In 1825, McIntosh and some of his supporters signed the Treaty of Indian Springs and relinquished most of the Creek lands in Georgia and much of the lands east of the Mississippi. In exchange, McIntosh received financial considerations and the Creeks received various promises for their resettlement in the west. The law menders executed McIntosh for treason; ironically, it was in accordance with a Creek law that McIntosh had enacted that prohibited ceding land to foreign governments. The U.S. Senate rejected the treaty on account of its illegality, but the United States quickly convinced the Creeks to relinquish their lands in the Treaty of Washington in 1826. As many Creeks moved to Indian Territory, the United States continued to push for additional cessions. In 1832, two years after the Indian Removal Act, the Creeks agreed to another removal treaty. Once again, land speculators weakened the position of the Creeks by illegally purchasing Creek lands and then making their claims legitimate by facilitating a Second Creek War with the United States. Although Creek families continued to migrate west in the 1840s and 1850s, most of the Creeks had moved west by the end of 1836.27
Discussion of the Literature
Scholars’ understanding of the Creek Confederacy has undergone a significant transformation in the last two decades. Although there are many debates, a few overlapping issues are paramount. Scholars disagree over the origins of Creek society, the balance between town autonomy and the national council, the causes of the Red Stick War, and the nature of cultural change in Creek society.
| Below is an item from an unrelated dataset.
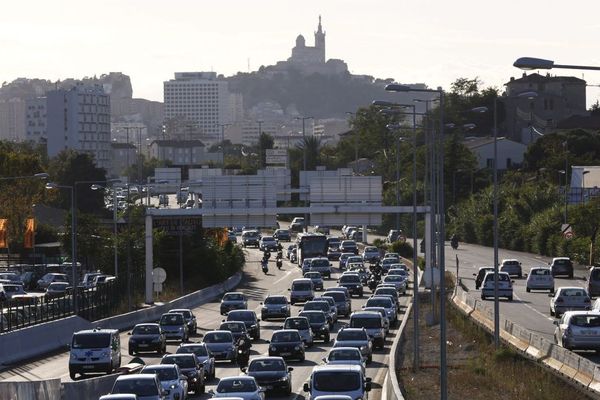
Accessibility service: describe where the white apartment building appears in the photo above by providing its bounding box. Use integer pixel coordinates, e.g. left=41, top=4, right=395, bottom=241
left=164, top=72, right=232, bottom=144
left=46, top=84, right=111, bottom=171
Until the rise of “modern Indian history” in the 1970s, most scholars imagined that the Creeks existed as an ancient indigenous tribe who confronted the earliest European newcomers who came to the southeast. John Reed Swanton and other anthropologists explained how the Creeks suffered at the hands of Spanish conquistadors and how an unbroken history connected them with the ancient past.28 As historians became more comfortable with archaeology and Spanish archives, this understanding of Creek origins quickly gave way to seeing the Creeks as a descendant group of the ancient Mississippians. The debate then turned to the timing of the collapse of the chiefdoms. Following Alfred Crosby’s “Virgin Soil Epidemics” thesis, scholars in the 1990s and early 2000s largely emphasized a rapid disease-induced decline of the Mississippians and the quick emergence of the Creeks in the 1700s. Recently, scholars like Paul Kelton and Robbie Ethridge have overturned interpretations that treat disease as an unintended consequence of contact. Instead, they emphasize the durability of the ancient world. Instead, the English slave trade, capitalism, and European colonialism led to the decline of the Mississippian world and the coalescence of the Creek people in the late 1700s.29
As scholars abandoned the idea that the Creeks extended from the ancient past, they reexamined the political structure of the Creek Confederacy. Few, if any, scholars argue that a centralized nation emerged before the early American republic, even if a “national council” met decades earlier. Michael Green and Steven Hahn contend that this institution began in the early 18th century; while Kathryn Braund and others contend that these changes did not take place until much later. Braund additionally argues that these meetings occurred only informally and that the council members collectively asserted little to no power. Without a council or a legitimate form of centralized authority, historians offer different rationales for why the Creeks embraced what appeared to be a unified approach to their neighbors. Whereas Hahn emphasizes a shared doctrine of neutrality, Patricia Galloway and others emphasize the importance of “play-off diplomacy,” while Michael Green and others have stressed the internal factionalism within and between Creek towns. Joshua Piker’s Okfuskee, on the other hand, exemplifies the scholarly trend that downplays the importance of the council by emphasizing the autonomy of towns.30
The Red Stick War has also attracted a lively debate among scholars. In rough terms, scholars disagree over whether to understand the war as an internal debate among Creeks or as part of Tecumseh’s larger pan-Indian nativist movement. Historians also differ over the religious or economic causes of the divisions within Creek society. Claudio Saunt explains the emergence of the Red Stick opposition as an attempt to curtail a market-oriented group of mestizo Creek elites who sought personal gains at the expense of traditional society. Others have rejected the strict bifurcation and have demonstrated how the Red Sticks and their Creek enemy shared both racial and cultural characteristics. In contrast, Joel Martin and Gregory Evans Dowd interpret the debate as part of Tecumseh’s religious campaign to reorder North American Indian society. Gregory Waselkov splits the difference, to some extent, by contending that Tecumseh’s message of revitalization had its greatest reception among those whose lives were devastated by the economic and cultural changes that transformed Creek society.31
Researchers interested in the Creek Confederacy and Creek history should consult several important collections. A good starting point is the collected writings of Benjamin Hawkins. The most complete collection is C. L. Grant’s Benjamin Hawkins: Letters, Journals and Writings. It contains both official correspondence and a daily journal that contains ethnographic details about Creek society as well as the details about the deerskin trade, the civilization plan, and American diplomacy. Other essential and widely available published collections include the American State Papers, Indian Affairs, John Walton Caughey’s McGillivray of the Creeks, and Thomas Simpson Woodward’s Reminiscences.32 Various treaties are also available in Charles J. Kappler, ed., Indian Affairs: Laws and Treaties (7 vols.); and Alden T. Vaughan, ed., Early American Indian Documents: Treaties and Laws, 1607–1789 (20 vols.).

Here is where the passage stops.